Het Sand-Lot Incident

Het San Francisco oproer van 1877, ook wel het “Sand-Lot Incident” genoemd, was een tweedaagse pogrom tegen Chinese immigranten in San Francisco, Californië, die van de avond van 23 juli tot de nacht van 24 juli 1877 werd gevoerd door de in meerderheid blanke bevolking van de stad. Het etnische geweld dat Chinatown teisterde, leidde tot dood en verderf.

Het oproer was geïnspireerd door Denis Kearney, die de Workingmen’s Party of California oprichtte. De partij richtte zich in het bijzonder tegen Chinese immigrantenarbeiders en de Central Pacific Railroad, die hen tewerkstelde. De beroemde slogan was: “De Chinezen moeten weg!” Kearney’s aanvallen op de Chinezen waren van een bijzonder virulente en openlijk racistische aard, en vonden aanzienlijke steun onder de blanke Californiërs van die tijd. Dit sentiment leidde uiteindelijk tot de Chinese Exclusion Act van 1882.

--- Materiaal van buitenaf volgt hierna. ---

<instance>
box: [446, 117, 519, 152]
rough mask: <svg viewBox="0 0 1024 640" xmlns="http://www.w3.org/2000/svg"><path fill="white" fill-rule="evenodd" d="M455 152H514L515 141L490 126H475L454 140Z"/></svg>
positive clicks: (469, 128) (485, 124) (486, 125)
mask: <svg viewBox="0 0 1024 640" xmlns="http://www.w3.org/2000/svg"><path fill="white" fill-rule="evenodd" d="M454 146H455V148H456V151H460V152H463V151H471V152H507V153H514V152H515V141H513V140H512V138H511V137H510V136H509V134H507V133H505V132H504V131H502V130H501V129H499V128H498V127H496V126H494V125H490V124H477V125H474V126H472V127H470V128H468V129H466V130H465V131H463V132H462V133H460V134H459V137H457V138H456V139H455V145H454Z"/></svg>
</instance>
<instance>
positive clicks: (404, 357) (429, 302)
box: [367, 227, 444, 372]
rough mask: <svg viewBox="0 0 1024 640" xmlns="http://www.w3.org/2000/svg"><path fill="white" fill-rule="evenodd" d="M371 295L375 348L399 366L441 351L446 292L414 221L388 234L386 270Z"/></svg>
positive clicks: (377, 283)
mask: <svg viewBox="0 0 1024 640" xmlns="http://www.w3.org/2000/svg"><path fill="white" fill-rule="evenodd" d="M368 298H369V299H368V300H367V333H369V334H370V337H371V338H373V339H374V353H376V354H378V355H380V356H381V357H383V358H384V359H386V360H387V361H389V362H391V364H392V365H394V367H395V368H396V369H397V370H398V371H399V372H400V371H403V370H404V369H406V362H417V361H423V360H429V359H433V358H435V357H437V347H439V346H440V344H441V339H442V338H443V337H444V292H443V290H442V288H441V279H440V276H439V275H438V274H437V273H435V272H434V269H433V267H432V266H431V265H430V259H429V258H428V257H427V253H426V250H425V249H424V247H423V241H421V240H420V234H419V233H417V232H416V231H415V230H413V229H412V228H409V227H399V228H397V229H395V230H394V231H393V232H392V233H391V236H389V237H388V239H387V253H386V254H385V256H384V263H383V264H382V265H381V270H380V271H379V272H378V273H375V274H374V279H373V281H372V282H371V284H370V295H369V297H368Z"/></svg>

Op de avond van 23 juli 1877 werd door de Workingmen’s Party of the United States een bijeenkomst belegd om te ageren voor de behoeften van de arbeidersbeweging en die van de werkloze arbeiders in het bijzonder. Bijna 8.000 mensen kwamen opdagen voor de socialistische bijeenkomst op de zogenaamde “sand-lots” voor het stadhuis. Verschillende vertegenwoordigers van de Arbeiderspartij spraken de menigte toe over de arbeiderskwestie, maar geen van hen noemde ook maar de Chinese bevolking van de stad, laat staan dat ze probeerden hen de schuld van het werkloosheidsprobleem in de schoenen te schuiven.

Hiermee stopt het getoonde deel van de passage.